Шрифт:
Цветущее личико Доры очаровательно выглядывало из белоснежных подушек и перин, на которых, оставляя в пуху глубокие ямки, лежали в беспорядке принесенные апельсины. О, этот прелестный пухленький детский рот! Эти мелкие, но уже чуть ли не сознательно красивые и грациозные движения! Этот просительный, милый нежный голосок, эта доверчивость! Да, Дора, ты можешь доверять без опаски, навстречу тебе лицо матери всегда сияет добротою.
А Сильви… бедная горемыка. Разве этой девочке когда-нибудь вздумается просить, чтоб ей принесли из лавки апельсинов? Ни в коем случае. Она слишком хорошо знает, что, кого бы она ни попросила, в просьбе ей, скорей всего, откажут. Да и просьбы ее были вовсе не просьбы, а обыкновенная бормочущая зависть. Она просила, только когда Дора давно уже получила то, что хотела. Чтобы у нее у первой возникло какое-либо желание — такого еще не бывало. Желания Сильви сплошь были копиями; ее выдумки были не выдумками, а подражаниями тому, что приходило в голову Доре. Свежие мысли рождаются лишь в незамутненных детских душах, в забитых и презираемых — никогда. Подлинная просьба всегда первична, а не вторична, равно как и подлинное произведение искусства. Сильви же была вторична, третична и даже, может быть, семерична. Все, что она говорила, лепилось и выпекалось из ненастоящего теста, а все, что она делала, было лишено свежести. Сильви казалась дряхлой старушкой, в ее-то нежном возрасте! Какая несправедливость!
С минуту Йозеф, глядя на Дору, предавался таким вот размышлениям. Ведь, глядя на Дору, вполне можно было составить себе отчетливое представление о ее антиподе и тогда было вовсе незачем обращать испытующий и сравнивающий взор на Сильви.

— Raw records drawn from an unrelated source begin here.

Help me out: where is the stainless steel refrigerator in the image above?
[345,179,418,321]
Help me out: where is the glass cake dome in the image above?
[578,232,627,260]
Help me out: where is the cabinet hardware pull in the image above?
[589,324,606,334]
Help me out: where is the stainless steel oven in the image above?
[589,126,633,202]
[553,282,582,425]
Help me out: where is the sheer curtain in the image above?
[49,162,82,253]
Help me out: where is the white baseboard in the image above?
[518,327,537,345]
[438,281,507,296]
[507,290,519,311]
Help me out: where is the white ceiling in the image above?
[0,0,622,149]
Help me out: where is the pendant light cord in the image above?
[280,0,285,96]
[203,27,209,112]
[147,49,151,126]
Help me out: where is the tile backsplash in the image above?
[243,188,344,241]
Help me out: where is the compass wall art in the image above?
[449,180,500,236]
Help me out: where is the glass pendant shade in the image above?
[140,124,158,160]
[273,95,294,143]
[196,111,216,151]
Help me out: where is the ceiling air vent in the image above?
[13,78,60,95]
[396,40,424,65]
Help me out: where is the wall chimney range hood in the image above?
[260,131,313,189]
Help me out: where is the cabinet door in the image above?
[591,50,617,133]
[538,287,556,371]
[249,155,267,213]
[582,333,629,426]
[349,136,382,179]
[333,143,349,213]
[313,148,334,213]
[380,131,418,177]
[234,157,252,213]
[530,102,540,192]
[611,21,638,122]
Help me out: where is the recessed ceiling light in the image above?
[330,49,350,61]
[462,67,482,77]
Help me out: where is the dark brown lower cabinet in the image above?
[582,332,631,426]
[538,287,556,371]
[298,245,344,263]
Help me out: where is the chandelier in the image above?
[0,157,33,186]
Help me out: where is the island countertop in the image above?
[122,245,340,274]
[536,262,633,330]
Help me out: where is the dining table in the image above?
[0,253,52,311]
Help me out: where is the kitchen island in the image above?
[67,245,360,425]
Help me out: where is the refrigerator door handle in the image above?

До чего же грустно! Эти два неравных ребенка. От таких мыслей Йозефу было впору громко вздохнуть. Когда Дору взяли на руки, чтобы отнести в кроватку, он подошел к ней и так растрогался, глядя на это кокетливо-невинное существо, что не мог не поцеловать ее маленькую ручку. Этим восхищенным поцелуем он словно желал отдать должное обеим — и Доре, и Сильви. Но как, как он мог на деле доказать свою преданность Сильви? Увы, никак. Вот и попытался хотя бы мысленно сказать что-то утешительное и почтительное малолетней заброшенной горемыке, как бы вложил губами это невысказанное в руку сестринской любви и природного милосердия.
Г-жа Тоблер это заметила. И весьма одобрила. «Забавный человек, этот Марти! — подумала она. — Вчера вечером выбранил меня за Сильви, а теперь, изволите видеть, сам влюбился в Дору». Она благосклонно улыбнулась и сказала Доре, чтобы та как следует мыла руки, если хочет и впредь получать такие поцелуи, и засмеялась.
Сильви она с натянутой миной пожелала доброй ночи и сказала, что та должна лучше следить за собой и больше не давать маме повода для строгостей, тогда все будет в порядке. Просто беда, что ее вечно приходится одергивать и то и дело наказывать. В конце концов, она имеет право ждать от дочери послушания и хорошего поведения. Ведь Сильви растет, она уже большая девочка. Ну а теперь марш к себе.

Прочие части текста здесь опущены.